Delivery is optimized for model performance. The assembled context targets approximately 5,000 tokens per request on average. Compare this to static approaches: a 40,000-token system prompt, or a RAG system that retrieves every relevant chunk regardless of the request’s actual complexity. More context is not better context. Right context is better context.

Every interaction feeds the feedback loop. When the classification is wrong — when a request gets routed to the wrong effort level or the wrong capabilities are selected — that signal trains the classifier. Over 901 evaluations and 4,189 queries, the classification accuracy has improved measurably. The pipeline gets smarter from usage, not from manual tuning.

The pipeline produces intelligence packets, not augmented prompts. The output of gramatr’s context engineering pipeline isn’t “your prompt plus some retrieved context.” It’s a structured intelligence packet: pre-computed analysis, behavioral directives specific to this request type, relevant memory context, project state, and capability audit — all scoped to exactly what this request needs.

The difference matters. An augmented prompt says “here’s your question plus some context.” An intelligence packet says “here’s what we already know about this request, here’s what the model should focus on, here’s what’s relevant from your history, and here’s how to handle this type of task.”

The Industry Convergence

What Karpathy, Lutke, and Anthropic are recognizing — and what the developer frustration data confirms — is that we’ve reached the end of what prompt engineering alone can achieve.

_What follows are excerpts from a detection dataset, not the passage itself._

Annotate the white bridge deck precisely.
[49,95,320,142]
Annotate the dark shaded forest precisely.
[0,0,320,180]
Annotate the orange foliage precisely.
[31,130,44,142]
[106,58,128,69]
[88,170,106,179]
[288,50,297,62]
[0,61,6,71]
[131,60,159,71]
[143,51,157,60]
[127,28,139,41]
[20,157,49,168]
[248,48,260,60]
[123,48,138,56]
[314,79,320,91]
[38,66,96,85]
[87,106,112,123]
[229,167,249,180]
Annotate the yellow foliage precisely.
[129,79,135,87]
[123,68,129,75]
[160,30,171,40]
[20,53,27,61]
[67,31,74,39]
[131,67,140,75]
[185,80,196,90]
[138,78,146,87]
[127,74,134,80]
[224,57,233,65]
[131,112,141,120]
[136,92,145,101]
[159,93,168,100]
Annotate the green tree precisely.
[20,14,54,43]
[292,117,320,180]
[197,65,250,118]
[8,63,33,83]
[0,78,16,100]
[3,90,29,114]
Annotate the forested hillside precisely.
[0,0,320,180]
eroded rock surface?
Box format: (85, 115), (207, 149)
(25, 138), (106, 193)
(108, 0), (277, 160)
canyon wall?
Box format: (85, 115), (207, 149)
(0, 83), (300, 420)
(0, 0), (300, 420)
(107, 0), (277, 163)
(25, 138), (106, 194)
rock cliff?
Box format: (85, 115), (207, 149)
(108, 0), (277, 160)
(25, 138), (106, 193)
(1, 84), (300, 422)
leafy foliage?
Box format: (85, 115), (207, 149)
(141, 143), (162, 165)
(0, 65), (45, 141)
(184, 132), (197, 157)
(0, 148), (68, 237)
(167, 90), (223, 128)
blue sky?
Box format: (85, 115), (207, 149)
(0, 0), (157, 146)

The models are plateauing. IEEE Spectrum reported in January 2026 that “over the course of 2025, most of the core models reached a quality plateau, and more recently, seem to be in decline.” Developer trust in AI output is dropping — from above 70% in 2023-2024 to 60% in 2025.

The next productivity leap isn’t coming from bigger models. It’s coming from better context delivery. From systems that understand what the model needs for each specific task and deliver exactly that — no more, no less.

This is what Karpathy means by “the delicate art and science.” It’s not about brute force. It’s not about cramming everything into the context window. It’s about precision: the right information for the next step.

The industry is converging on this realization. The tooling is still catching up.

What Happens Next

Context engineering is currently a manual discipline. Developers manage their own context — curating system prompts, building project-specific prompts, manually selecting what to include and exclude. It works, but it doesn’t scale. It doesn’t learn. And it puts the burden on the human instead of the system.

The next step is automation. Systems that perform context engineering without human intervention — classifying requests, selecting relevant context, calibrating effort levels, and improving from feedback. Not because automation is always better, but because humans shouldn’t spend their cognitive budget on context management when they could spend it on the actual work.

Over the week of March 21-28, the gramatr intelligence pipeline processed 4,189 requests across five projects, saving an estimated 20.9 million tokens through intelligent routing. That’s 20.9 million tokens that didn’t need to be sent to the model because the pipeline already knew what was relevant.

Twenty million tokens of context, managed automatically. That’s context engineering at scale.

And the pipeline was better at it on day seven than day one. Because it learns.

That’s the difference between a discipline and a platform. A discipline tells you what to do. A platform does it for you — and gets better every time.